Mewtwo blinked, and eyed Brenda, who was looking rather murderous. "You were protecting me?"
"You kind of have to sleep some time."
He ignored the non sequitur. "So the fact that I'm powerful enough to destroy the lab didn't bother you?"
"Already knew you could. Even if you are a wimp when it comes to pain."
"Do you know how sensitive my second neck is? I banged it into the desk, I'm surprised I wasn't unconscious longer!"
"Huh?" Brenda's expression shifted from anger to utter confusion. "What?"
"Weren't you referencing our first case, those dragons?"
"Was I? No, but now that you mention it… Ever considered a neck guard?" Brenda arched her neck, trying to see over Mewtwo's shoulder. "Might help."
"Pressure is painful. That's not the point. How did we even start talking about this?" he asked, feeling the beginnings of amusement. It seemed Brenda was no longer angry with him, if she were willing to go off into tangents.
"Guy with gun, sleeping, you powerful and a wimp. I think that's how."
"Of course." He shook his head. "Detective, if I'd left even part of the lab in place, they could have continued their work."
She stared at him, and then looked up at the ceiling. "You're a hacker, right?"
"Yes." What that had to do with anything, though, he didn't know.
"So you know computer viruses."
He suspected he knew where she was going. "Yes, but precisely how could I… Oh."
"So, thinking with your brain, now?" she asked, sounding innocently smug. Mewtwo glared, but it was half hearted at best. "You know, if you'd asked me for ideas, as far as viruses… I'm thinking nursery rhymes."
"And how did you think up the virus idea?" he asked.

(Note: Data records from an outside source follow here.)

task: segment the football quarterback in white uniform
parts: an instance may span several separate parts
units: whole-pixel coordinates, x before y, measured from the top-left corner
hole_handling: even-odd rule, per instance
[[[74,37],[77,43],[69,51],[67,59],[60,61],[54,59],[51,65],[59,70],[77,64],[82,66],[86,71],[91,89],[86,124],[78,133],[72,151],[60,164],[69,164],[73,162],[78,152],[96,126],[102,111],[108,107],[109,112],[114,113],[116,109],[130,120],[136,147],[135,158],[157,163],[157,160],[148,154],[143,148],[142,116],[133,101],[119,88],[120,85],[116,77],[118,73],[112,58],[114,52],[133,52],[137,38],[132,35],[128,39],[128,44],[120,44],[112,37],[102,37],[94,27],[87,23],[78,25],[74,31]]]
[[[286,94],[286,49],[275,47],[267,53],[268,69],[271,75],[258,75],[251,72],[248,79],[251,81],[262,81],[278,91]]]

"I was watching the news before work this morning," she admitted. "Some sort of mega- what do you call it, worm?- making the rounds this month."
Mewtwo shook his head. "Very well. I have been reprimanded, and shall keep this in mind. Does this mean we can work without you filleting me with your eyes?"

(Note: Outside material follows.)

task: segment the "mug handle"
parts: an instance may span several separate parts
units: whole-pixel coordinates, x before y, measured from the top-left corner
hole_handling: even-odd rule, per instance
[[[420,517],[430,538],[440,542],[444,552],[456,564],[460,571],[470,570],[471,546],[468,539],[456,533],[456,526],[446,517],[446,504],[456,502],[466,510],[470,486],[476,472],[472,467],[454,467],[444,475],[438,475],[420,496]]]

Once more, Brenda arched her eyebrows. "Filleting you? With my eyes? I didn't know that was physically possible. And I was imagining you being drawn and quartered, actually. Now come on, we need to find some way to wrangle a search warrant for that lab you broke."
"What for? It's destroyed. They reported it destroyed."
"Of course they did, and you might have missed something."
"Detective, we can just go right in."
"Smith, let me explain something to you. If you missed something, they'll be hiding it away, in a closet or a desk upstairs. Somewhere the CSI aren't going to be looking. We're going to be looking in those closets and desks, we need a warrant. And a judge who won't laugh hysterically at us, but I'm working on that."
Tuesday, August 13, 4:02 P.M.
Judges willing to listen to far fetched theories were few and far between. Brenda was finally forced to call in a favor she'd managed to earn, way back when she was an officer. Judge King's daughter had been involved in a murder investigation, peripherally, in a minor way. The sort of minor way that might have caused a scandal, if the gossip rags heard about a girl sleeping with a dead guy about two hours before his death.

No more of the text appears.